The best implementations known for road networks (>1 million nodes) have query times expressed in microseconds. See for more details the 9th DIMACS Implementation Challenge(2006). Note that these are not simply Dijkstra, of course, as the whole point was to get results faster.
May be I am not answering your question. My point is why to use Dijkstra when there are pretty much more efficient algorithms for your problem. If your graph fullfills the triangular property (it is an euclidian graph)
|ab| +|bc| > |ac|
(the distance from node a to node b plus distance from node b to node c is bigger than the distance from node a to node c) then you can apply the A* algorithm.
This algorithm is pretty efficient. Otherwise consider using heuristics.
The implementation is not the major issue. The algorithm to be used does matter.
Two points I'd like to make:
1) Dijkstra vs A*
Dijkstra's algorithm is a dynamic programming algorithm, not an heuristic. A* is an heuristic because it also uses an heuristic function (lets say h(x) ) to "estimate" how close a point x is getting to the end point. This information is exploited in subsequent decisions of which nodes to explore next.
For cases such as an Euclidean graph, then A* works well because the heuristic function is easy to define (one can simply use the Euclidean distance, for example). However, for non Euclidean graphs it may be harder to define the heuristic function, and a wrong definition can lead to a non-optimal path.

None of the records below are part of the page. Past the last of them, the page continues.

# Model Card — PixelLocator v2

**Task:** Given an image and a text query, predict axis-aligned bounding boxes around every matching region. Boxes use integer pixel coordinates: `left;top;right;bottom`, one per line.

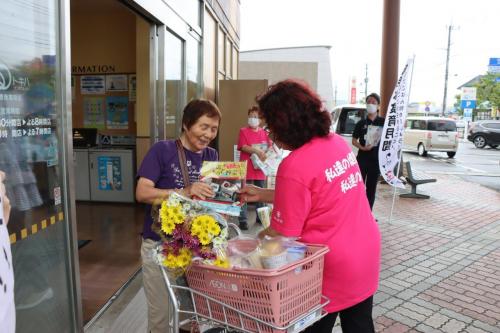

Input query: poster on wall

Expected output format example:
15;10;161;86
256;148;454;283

81;75;105;94
106;96;128;129
97;156;122;191
83;97;105;129
71;76;75;100
106;74;128;91
128;74;136;101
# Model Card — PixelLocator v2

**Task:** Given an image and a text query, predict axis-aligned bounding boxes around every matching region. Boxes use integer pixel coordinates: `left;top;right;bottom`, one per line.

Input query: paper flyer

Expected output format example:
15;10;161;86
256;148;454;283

106;96;129;129
106;74;128;92
198;161;247;216
83;97;105;129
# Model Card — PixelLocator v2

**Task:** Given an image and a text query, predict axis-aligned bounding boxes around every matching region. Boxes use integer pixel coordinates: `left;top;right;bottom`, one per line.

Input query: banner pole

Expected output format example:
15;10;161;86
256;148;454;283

388;56;416;224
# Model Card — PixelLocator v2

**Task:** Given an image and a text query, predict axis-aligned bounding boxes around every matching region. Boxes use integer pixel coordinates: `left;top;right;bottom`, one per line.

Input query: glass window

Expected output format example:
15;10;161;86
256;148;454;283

186;36;200;102
226;39;232;77
484;122;500;129
232;45;238;79
217;27;225;73
427;120;457;131
203;11;217;101
0;0;77;331
165;30;183;138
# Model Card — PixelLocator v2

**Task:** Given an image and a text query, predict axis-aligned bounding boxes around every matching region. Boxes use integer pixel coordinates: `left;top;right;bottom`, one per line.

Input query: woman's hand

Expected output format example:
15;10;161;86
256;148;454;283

256;149;267;161
186;182;214;200
362;144;373;151
0;171;11;225
239;184;275;203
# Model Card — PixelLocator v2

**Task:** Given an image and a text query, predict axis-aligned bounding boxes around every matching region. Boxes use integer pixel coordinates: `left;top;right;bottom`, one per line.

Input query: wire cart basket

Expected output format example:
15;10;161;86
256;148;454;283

160;237;330;333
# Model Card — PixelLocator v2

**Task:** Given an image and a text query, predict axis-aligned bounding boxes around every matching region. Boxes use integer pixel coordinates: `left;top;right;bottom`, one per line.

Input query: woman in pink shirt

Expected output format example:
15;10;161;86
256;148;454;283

241;80;380;333
237;106;272;230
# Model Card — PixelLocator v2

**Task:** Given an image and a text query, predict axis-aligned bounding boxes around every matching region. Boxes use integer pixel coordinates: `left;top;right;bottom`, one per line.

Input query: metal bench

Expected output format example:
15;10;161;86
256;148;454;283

399;161;436;199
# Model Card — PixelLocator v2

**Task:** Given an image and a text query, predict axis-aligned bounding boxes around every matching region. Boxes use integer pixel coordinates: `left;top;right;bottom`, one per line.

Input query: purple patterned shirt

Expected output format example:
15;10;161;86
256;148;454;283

137;140;218;240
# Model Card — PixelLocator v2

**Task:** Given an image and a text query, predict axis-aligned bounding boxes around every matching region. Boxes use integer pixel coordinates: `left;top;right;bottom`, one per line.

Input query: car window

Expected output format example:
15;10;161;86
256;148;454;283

410;120;426;130
484;123;500;129
427;120;457;131
338;109;363;134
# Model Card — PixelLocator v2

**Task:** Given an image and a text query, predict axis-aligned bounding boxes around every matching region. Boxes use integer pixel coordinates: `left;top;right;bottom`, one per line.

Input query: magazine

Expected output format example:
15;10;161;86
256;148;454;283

366;125;383;146
197;161;247;216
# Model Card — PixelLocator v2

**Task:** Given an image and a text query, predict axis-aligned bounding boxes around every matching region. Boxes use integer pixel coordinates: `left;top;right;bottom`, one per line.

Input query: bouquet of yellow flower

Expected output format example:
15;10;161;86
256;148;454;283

152;192;230;274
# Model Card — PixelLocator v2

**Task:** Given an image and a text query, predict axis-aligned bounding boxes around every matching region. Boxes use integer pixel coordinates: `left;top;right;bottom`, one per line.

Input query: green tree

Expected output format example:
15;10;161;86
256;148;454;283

475;73;500;108
453;94;463;116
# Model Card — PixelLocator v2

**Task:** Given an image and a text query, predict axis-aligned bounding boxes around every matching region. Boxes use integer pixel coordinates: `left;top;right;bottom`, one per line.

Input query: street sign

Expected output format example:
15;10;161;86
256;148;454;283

461;87;477;101
488;58;500;73
488;58;500;66
461;100;476;109
463;108;473;121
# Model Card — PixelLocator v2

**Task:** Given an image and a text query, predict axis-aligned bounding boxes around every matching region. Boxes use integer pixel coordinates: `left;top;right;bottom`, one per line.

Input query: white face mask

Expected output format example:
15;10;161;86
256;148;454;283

366;104;378;114
248;117;260;128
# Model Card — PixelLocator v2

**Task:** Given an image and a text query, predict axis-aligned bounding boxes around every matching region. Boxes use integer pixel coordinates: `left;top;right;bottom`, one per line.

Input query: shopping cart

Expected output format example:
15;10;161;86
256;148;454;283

160;224;330;333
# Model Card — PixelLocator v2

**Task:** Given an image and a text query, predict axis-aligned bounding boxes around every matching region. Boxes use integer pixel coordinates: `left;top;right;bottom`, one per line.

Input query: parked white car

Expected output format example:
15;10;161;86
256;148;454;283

403;116;459;158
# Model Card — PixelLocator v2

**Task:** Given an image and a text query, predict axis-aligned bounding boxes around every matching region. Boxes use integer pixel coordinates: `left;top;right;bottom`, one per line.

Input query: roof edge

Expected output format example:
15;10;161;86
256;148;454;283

240;45;332;53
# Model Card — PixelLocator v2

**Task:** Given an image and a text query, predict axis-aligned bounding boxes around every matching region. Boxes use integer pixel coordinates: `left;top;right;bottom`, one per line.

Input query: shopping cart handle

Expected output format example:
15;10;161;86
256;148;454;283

227;222;242;236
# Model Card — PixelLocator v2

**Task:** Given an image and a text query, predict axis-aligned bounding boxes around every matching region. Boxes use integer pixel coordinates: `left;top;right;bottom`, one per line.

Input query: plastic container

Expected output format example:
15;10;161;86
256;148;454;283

260;250;288;269
186;244;329;333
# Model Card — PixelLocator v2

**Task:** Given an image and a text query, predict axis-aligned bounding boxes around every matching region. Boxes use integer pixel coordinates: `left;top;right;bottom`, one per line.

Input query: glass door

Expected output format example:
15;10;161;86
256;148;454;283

0;0;79;331
157;27;185;140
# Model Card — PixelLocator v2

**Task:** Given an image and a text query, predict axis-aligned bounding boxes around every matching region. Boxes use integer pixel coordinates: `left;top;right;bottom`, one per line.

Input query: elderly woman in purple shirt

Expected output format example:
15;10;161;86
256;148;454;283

136;99;221;333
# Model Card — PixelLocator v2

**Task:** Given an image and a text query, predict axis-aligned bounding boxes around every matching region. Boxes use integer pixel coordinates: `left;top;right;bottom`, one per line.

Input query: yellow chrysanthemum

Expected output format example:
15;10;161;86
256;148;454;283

191;216;204;227
207;223;221;236
159;202;185;234
176;249;192;268
161;220;175;235
213;257;230;268
199;233;211;245
163;253;178;268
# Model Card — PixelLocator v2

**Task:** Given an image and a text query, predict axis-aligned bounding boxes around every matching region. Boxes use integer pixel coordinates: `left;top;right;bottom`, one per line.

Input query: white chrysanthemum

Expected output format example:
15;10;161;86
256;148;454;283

219;228;228;239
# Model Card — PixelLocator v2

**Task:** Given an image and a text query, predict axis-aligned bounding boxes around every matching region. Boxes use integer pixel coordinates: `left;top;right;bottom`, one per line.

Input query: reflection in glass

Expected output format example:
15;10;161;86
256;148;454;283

218;27;225;73
226;39;232;78
165;30;183;138
0;0;76;332
186;36;200;102
203;11;217;101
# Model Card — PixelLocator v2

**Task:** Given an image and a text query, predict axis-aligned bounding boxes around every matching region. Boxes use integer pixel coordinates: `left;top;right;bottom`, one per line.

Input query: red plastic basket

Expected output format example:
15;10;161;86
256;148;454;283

185;244;329;333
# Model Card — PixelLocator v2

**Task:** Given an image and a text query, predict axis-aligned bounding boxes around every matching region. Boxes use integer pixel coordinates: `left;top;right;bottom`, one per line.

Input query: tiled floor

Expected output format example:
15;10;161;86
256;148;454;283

76;201;144;323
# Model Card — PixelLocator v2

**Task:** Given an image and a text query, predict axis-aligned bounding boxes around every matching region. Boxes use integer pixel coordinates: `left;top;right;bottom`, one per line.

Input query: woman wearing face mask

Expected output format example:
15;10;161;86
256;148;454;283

236;106;272;230
352;93;385;210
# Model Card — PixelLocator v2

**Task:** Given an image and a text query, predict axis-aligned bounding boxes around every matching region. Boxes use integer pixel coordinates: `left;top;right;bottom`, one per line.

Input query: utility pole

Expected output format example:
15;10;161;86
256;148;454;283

364;64;368;100
442;25;454;116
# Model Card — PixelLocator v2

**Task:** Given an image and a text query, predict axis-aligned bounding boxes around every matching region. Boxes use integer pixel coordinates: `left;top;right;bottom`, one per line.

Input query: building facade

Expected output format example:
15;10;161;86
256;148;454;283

0;0;240;331
239;46;334;110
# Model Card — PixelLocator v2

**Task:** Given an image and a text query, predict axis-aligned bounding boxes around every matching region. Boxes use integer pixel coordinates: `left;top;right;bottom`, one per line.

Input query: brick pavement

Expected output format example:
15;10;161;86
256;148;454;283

371;174;500;332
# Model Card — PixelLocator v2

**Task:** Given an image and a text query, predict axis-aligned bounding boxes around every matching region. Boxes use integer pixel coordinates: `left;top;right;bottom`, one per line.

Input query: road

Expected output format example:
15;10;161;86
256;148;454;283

403;140;500;192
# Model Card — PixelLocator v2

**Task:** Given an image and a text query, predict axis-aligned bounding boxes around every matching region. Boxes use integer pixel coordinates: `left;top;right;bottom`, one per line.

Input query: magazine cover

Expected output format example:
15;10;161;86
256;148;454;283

198;161;247;216
366;125;383;146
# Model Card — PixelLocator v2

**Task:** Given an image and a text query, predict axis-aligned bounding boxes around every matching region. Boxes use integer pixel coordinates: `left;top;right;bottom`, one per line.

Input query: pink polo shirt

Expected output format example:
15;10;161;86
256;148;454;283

271;133;380;313
237;127;271;181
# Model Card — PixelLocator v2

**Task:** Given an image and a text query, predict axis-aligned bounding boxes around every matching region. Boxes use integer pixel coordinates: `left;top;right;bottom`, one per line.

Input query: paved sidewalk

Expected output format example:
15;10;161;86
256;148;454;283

371;174;500;332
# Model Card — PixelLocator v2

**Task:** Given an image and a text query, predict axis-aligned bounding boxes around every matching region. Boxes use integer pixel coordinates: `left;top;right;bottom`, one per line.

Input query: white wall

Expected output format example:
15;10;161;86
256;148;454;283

239;46;334;110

Therefore, dijkstra has the advantage over A* which is that it works for any general graph (with the exception of A* being faster in some cases). It could well be that certain implementations use these algorithms interchangeably, resulting in different results.
2) The dijkstra algorithm (and others such as A*) use a priority queue to obtain the next node to explore. A good implementation may use a heap instead of a queue, and an even better one may use a fibonacci heap. This could explain the different run times.

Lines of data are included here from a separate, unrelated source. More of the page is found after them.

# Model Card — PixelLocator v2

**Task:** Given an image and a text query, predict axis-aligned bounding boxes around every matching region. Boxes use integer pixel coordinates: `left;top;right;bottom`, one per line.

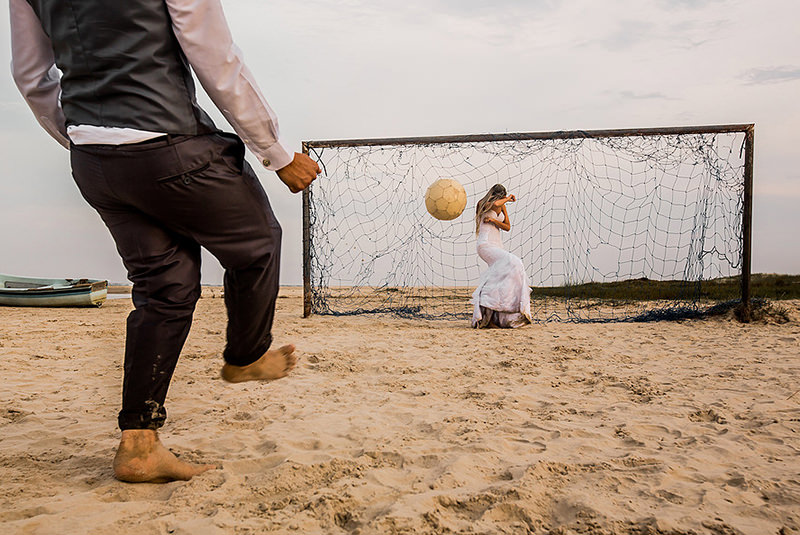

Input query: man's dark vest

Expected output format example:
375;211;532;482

26;0;217;135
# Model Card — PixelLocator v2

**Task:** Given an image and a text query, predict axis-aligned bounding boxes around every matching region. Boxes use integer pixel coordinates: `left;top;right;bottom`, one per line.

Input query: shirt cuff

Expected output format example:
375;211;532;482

254;140;294;171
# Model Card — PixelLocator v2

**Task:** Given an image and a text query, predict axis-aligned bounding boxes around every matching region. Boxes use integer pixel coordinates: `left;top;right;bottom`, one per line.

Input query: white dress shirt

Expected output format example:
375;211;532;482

9;0;293;171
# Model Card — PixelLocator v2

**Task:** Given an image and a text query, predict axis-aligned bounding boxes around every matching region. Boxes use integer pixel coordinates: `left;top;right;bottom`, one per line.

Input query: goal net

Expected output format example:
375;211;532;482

303;125;753;322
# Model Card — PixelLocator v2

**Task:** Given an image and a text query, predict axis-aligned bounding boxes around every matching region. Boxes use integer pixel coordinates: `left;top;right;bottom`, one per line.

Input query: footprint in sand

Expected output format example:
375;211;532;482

688;409;727;424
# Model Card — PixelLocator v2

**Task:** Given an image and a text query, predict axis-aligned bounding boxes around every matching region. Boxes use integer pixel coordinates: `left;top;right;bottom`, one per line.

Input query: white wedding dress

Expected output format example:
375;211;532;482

471;210;532;328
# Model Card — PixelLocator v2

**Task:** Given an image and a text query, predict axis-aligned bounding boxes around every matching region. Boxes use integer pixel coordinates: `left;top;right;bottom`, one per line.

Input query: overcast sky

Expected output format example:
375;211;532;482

1;0;798;285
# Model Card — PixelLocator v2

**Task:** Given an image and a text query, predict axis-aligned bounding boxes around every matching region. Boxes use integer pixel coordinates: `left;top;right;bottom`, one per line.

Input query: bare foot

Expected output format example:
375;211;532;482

113;429;217;483
221;344;297;383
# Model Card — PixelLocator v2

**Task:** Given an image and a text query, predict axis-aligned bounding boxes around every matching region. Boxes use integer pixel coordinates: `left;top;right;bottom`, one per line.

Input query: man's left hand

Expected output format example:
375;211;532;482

276;152;321;193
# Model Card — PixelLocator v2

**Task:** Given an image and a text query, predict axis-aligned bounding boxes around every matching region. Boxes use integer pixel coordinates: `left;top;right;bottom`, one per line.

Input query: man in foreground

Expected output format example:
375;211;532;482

10;0;320;482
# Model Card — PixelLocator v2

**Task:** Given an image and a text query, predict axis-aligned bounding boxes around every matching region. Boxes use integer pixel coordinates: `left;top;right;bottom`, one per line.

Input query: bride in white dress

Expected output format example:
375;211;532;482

471;184;532;328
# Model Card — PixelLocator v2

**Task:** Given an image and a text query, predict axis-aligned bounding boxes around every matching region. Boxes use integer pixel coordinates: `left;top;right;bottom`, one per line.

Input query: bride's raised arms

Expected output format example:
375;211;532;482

475;185;516;235
485;194;516;231
498;194;516;204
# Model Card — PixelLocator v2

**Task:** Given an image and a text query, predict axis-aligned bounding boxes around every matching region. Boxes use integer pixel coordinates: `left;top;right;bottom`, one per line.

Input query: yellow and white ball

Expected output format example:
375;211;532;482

424;179;467;221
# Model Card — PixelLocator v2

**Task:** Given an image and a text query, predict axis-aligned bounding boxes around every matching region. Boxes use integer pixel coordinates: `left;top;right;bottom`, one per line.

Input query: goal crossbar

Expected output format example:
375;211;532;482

303;124;753;149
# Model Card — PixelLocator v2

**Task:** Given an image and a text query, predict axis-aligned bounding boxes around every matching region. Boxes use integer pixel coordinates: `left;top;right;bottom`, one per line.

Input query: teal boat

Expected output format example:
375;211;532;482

0;274;107;307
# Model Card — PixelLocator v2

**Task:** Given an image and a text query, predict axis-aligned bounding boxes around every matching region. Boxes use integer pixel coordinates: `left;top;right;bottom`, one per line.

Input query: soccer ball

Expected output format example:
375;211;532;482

425;179;467;221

The last time I checked, Dijkstra's Algorithm returns an optimal solution.
All "true" implementations of Dijkstra's should return the same result each time.
Similarly, asymptotic analysis shows us that minor optimisations to particular implementations are not going to affect performance significantly as the input size increases.
It's going to depend on a lot of things. How much do you know about your input data? Is it dense, or sparse? That will change which versions of the algorithm are the fastest.
If it's dense, just use a matrix. If its sparse, you might want to look at more efficient data structures for finding the next closest vertex. If you have more information about your data set than just the graph connectivity, then see if a different algorithm would work better like A*.
Problem is, there isn't "one fastest" version of the algorithm.